At sentencing, scheduled for Oct. 17, 2013, Agbu faces a maximum penalty of 10 years in prison for each count of conviction.  Agbu’s father is scheduled for sentencing on Aug. 15, 2013.  Agbu’s other co-defendants – Dr. Juan Van Putten, Dr. Emmanuel Ayodele, Alejandro Maciel and Candalaira Estrada – have each pleaded guilty to Medicare fraud charges and are scheduled for sentencing in September and October 2013.

The case is being investigated by the FBI, HHS-OIG and the California Department of Justice.  The case is being prosecuted by Trial Attorneys Jonathan T. Baum and Alexander Porter of the Criminal Division’s Fraud Section, with assistance from Trial Attorney William Kanellis.

The case was brought as part of the Medicare Fraud Strike Force, supervised by the Criminal Division’s Fraud Section and the U.S. Attorney’s Office for the Central District of California.  The Medicare Fraud Strike Force operations are part of the Health Care Fraud Prevention & Enforcement Action Team (HEAT), a joint initiative announced in May 2009 between the Department of Justice and HHS to focus their efforts to prevent and deter fraud and enforce current anti-fraud laws around the country.
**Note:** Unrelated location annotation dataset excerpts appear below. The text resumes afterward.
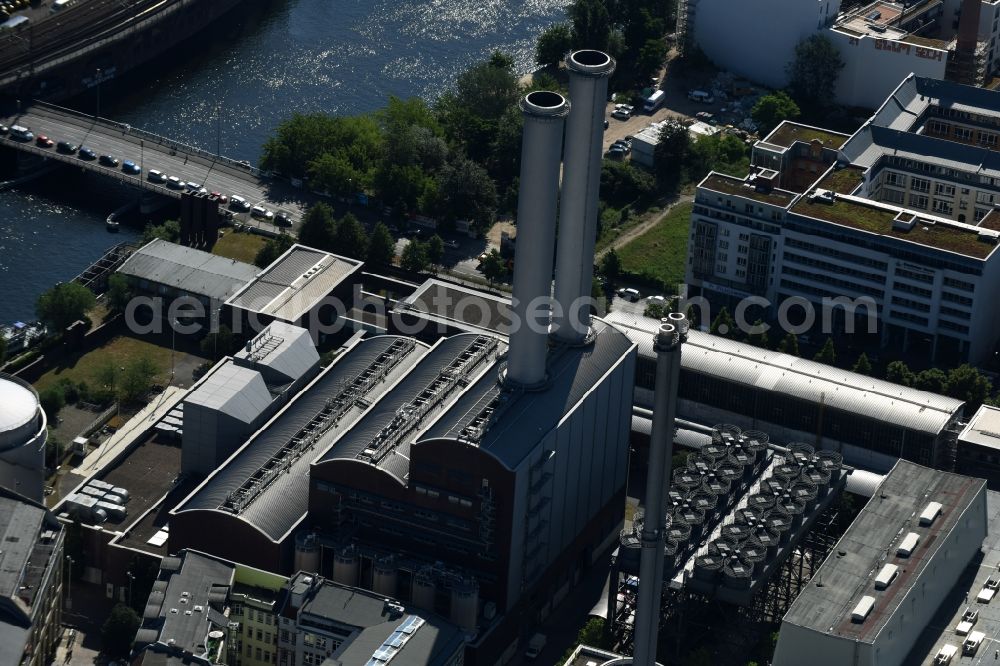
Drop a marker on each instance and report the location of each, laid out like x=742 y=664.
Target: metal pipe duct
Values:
x=541 y=148
x=668 y=341
x=588 y=88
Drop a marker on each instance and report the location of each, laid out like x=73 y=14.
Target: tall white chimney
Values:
x=541 y=148
x=588 y=88
x=667 y=343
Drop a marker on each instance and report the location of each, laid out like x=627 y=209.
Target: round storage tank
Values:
x=306 y=552
x=22 y=438
x=384 y=576
x=345 y=565
x=423 y=590
x=465 y=603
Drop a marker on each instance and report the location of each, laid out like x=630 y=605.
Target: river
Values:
x=239 y=81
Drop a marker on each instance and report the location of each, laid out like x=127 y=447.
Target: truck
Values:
x=654 y=101
x=535 y=647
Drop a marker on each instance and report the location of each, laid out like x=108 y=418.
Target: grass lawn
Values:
x=660 y=253
x=241 y=247
x=119 y=350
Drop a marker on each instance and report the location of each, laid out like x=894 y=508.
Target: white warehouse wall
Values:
x=873 y=67
x=757 y=40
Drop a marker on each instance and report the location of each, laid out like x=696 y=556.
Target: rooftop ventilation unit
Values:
x=886 y=576
x=908 y=544
x=932 y=511
x=863 y=608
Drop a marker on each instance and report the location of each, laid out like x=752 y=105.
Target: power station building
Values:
x=23 y=434
x=899 y=562
x=476 y=475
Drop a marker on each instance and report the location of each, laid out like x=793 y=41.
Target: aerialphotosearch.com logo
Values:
x=448 y=309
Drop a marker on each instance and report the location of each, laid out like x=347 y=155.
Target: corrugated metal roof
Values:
x=285 y=501
x=430 y=366
x=782 y=373
x=237 y=392
x=573 y=372
x=188 y=270
x=294 y=283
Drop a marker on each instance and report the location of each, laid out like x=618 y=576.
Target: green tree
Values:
x=723 y=324
x=467 y=192
x=934 y=380
x=789 y=344
x=414 y=257
x=137 y=379
x=64 y=304
x=218 y=344
x=119 y=293
x=862 y=366
x=813 y=72
x=771 y=109
x=827 y=354
x=317 y=227
x=381 y=246
x=493 y=267
x=52 y=400
x=119 y=631
x=350 y=238
x=591 y=24
x=553 y=44
x=670 y=153
x=168 y=231
x=967 y=384
x=760 y=337
x=611 y=266
x=272 y=249
x=435 y=250
x=898 y=372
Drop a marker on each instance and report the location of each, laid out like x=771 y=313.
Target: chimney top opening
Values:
x=546 y=99
x=590 y=58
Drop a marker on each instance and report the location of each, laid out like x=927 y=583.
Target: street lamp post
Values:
x=69 y=584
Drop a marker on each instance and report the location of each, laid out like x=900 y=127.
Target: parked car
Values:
x=237 y=202
x=261 y=213
x=21 y=133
Since its inception in March 2007, the Medicare Fraud Strike Force, now operating in nine cities across the country, has charged more than 1,500 defendants who have collectively billed the Medicare program for more than $5 billion.  In addition, HHS’s Centers for Medicare & Medicaid Services, working in conjunction with HHS-OIG, is taking steps to increase accountability and decrease the presence of fraudulent providers.